Debugging Malloc Lab for CSAPP
These days I’m working on malloc lab for course csapp. No doubt that it’s the hardest lab in this course. Everyone feels desprate when facing endless segmentfault. Typically, you just added a few lines and then your malloc became full of segment faults.
I spent over 40 hours on this lab and 70% of my time is on debugging. I also implemented many optimizations to improve my malloc’s performance. But finally my score is stuck at 97. Only 1 guy in this class got 100. I have no idea how he made this. It is said that he removed header and footer of block. If you don’t want to spend too much time on this lab, writing a malloc with explicit list is enough to get 90+ score. This is definitely possible and has been proved by my friend and TA.
In this article, I’ll talk about some useful techniques to debug your malloc. Rather than understanding how virtual memory works, it’s more important to learn how to debug in this lab. Without GDB, it would be impossible to finish.
Firstly, let’s focus on some points you should take care to avoid unnecessary debugging.

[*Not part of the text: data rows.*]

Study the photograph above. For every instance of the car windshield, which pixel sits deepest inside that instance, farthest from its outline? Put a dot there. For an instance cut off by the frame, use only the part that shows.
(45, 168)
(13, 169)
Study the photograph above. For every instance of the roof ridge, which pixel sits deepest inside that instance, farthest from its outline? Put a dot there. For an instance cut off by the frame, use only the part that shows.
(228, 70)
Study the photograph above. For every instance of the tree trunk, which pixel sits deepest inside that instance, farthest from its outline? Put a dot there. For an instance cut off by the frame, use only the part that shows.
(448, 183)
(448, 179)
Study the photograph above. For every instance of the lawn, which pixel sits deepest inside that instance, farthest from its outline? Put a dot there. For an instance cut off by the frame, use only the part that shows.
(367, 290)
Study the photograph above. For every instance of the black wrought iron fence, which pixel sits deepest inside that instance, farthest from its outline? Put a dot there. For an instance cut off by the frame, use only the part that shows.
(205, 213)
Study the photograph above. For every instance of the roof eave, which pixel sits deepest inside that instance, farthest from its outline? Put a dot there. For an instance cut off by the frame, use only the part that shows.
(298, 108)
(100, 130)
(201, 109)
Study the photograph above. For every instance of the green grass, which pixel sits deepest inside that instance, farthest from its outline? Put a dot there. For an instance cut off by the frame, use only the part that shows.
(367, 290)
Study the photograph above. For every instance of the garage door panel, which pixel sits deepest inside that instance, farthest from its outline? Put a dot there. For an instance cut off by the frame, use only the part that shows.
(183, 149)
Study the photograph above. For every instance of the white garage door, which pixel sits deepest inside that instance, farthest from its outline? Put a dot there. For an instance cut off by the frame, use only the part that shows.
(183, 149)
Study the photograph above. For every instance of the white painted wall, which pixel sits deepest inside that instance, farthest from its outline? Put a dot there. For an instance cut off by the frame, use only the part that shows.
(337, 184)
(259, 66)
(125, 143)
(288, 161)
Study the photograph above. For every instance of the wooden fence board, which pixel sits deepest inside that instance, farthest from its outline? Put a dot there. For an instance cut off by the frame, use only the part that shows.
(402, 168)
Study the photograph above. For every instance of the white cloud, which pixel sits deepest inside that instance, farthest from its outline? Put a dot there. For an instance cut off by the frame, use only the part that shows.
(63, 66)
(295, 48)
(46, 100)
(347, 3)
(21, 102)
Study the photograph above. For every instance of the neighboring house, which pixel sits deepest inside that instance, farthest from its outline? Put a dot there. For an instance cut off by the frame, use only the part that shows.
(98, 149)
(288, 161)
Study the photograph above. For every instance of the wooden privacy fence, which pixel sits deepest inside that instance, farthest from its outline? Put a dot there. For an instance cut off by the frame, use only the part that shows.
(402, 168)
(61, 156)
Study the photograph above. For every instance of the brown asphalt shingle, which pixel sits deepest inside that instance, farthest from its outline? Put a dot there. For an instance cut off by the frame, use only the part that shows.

1.Reset your global variables in mm_init
The grader program mdrive will continuously call your malloc in one trace several times. Once a trace is finished, the program will start over. In other words, the heap will be reinitialized many times in one run. As the heap is initialized by your mm_init function, you should reset your global variables everytime mm_init is called. Otherwise, the value of global variable will be unintentionally inheritted. This may result in some unwanted bugs.
2.Use macro carefully
As tons of macros are defined in this lab, sometimes you may get confused whether your macro is used properly. A very typical mistake I had made many times is like this:
GET_SIZE(NEXT_BLKP(bp));
Noticing that this line tried to get block size of block bp’s next block. Mostly there will be lots of nested macros, it is hard to remember everything when writing. So for this case, size information is only stored in header of blocks (or footer, if you used), this parameter pointer should be pointer points to header of block. The correct version of previous line is:
GET_SIZE(HDRP(NEXT_BLKP(bp)));
This mistake will give you wrong size infomation (mostly return size 0), and it’s hard to debug in GDB. But it would be a lot easier to be found by your own mm_checkheap function.
3.Use inline function instead of macro
One advantage of inline function is that it has type-checking while macro don’t. So when you are using macro to do some conversion stuff, for example, convert a pointer into an unsigned integer, it’s better to use inline function instead.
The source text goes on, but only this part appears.